Summary/Abstract
Kidney transplant (KT) survival faces challenges from increased patient complexity, use of non-standard donors,
and longer cold ischemic times. Despite refinement in immunosuppression (IS) management over several
decades, nearly all KT patients experience progressive loss of allograft function, leading to eventual graft failure
while still risking life-threatening IS-related complications. Development of evidence-based IS management
practice to optimize long-term KT function has been limited by the need for detailed, longitudinal clinical data for
large representative populations. Our previous NIDDK-supported R01 grant (Choosing IS regimens in kidney
Transplant by Efficacy and Morbidity; CISTEM), leveraged integrated transplant registry, Medicare claims and
national pharmacy clearinghouse data to assess the impact of early IS regimen selection on key post-KT events:
infections, malignancy, new onset diabetes, as well as traditional metrics (acute rejection rate, allograft survival
and patient death).
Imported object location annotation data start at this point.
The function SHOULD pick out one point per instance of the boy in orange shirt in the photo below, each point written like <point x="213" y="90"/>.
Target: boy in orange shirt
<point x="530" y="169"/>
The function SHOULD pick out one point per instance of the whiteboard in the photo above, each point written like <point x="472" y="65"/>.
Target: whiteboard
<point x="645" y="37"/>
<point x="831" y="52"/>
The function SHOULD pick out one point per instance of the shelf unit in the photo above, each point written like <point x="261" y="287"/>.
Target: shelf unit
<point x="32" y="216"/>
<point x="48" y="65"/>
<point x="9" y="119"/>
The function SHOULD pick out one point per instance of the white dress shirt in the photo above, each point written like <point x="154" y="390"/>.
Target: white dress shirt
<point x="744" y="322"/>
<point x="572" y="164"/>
We developed a free web-based interface to assist transplant professionals and patients in
shared-decision making about IS choice at the time of KT. However, IS requires lifelong dynamic adjustments.
We will enhance our prior work with the following Specific Aims in CISTEM2: 1) Recognizing the lack of
longitudinal and granular clinical observations and lab results, we will establish a novel CISTEM2 dataset,
integrating: a) national transplant registry data granular clinical data from 12 transplant centers housed in the
Greater Plains Collaborative (GPC,) a component of the Patient Centered Clinical Research Network
(PCORnet); b) administrative claims; and c) social determinants of health (SDOH) indicators for KT recipients.
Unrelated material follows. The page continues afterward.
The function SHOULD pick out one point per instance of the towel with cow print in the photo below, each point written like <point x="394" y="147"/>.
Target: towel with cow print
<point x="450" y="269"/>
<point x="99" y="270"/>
GPC utilizes the PCORnet common data model (CMD) for all clinical data, which can be securely linked to
national transplant registry, administrative claims and SDOH indicators. We will expand from the multivariable
propensity and Cox proportional hazard models with time-varying covariates used in CISTEM, to more
responsive and clinical meaningful endpoints such as percentage drop in KT function (via estimated glomerular
filtration rate; eGFR) and the validation of computed phenotypes for key clinical events. 2) We will extend
CISTEM by developing longitudinal machine learning (ML) algorithms to dynamically identify IS strategies that
optimize longer-term KT eGFR, reduce cost, and limit those IS comorbidities that post-transplant patient focus
groups identify as contributors to diminished quality of life. 3) We will validate the predictive models refined in
Aim 1 and the ML models developed in Aim 2, using two additional PCORnet sites (12 more KT centers; Total
N: 40,535 KTs). We will analyze PCORnet CDM from all centers using distributed learning models to refine the
first dynamic, evidence based clinical decision tool for longitudinal IS management after KT. Balancing the risk
of acute rejection, patient and graft survival, and risk of IS-related complications after KT, based on highly
granular, multicenter, longitudinal clinical data from real-world patient experience, will allow patients and
physicians to dynamically optimize IS in a more personalized, patient focused, and cost-effective manner.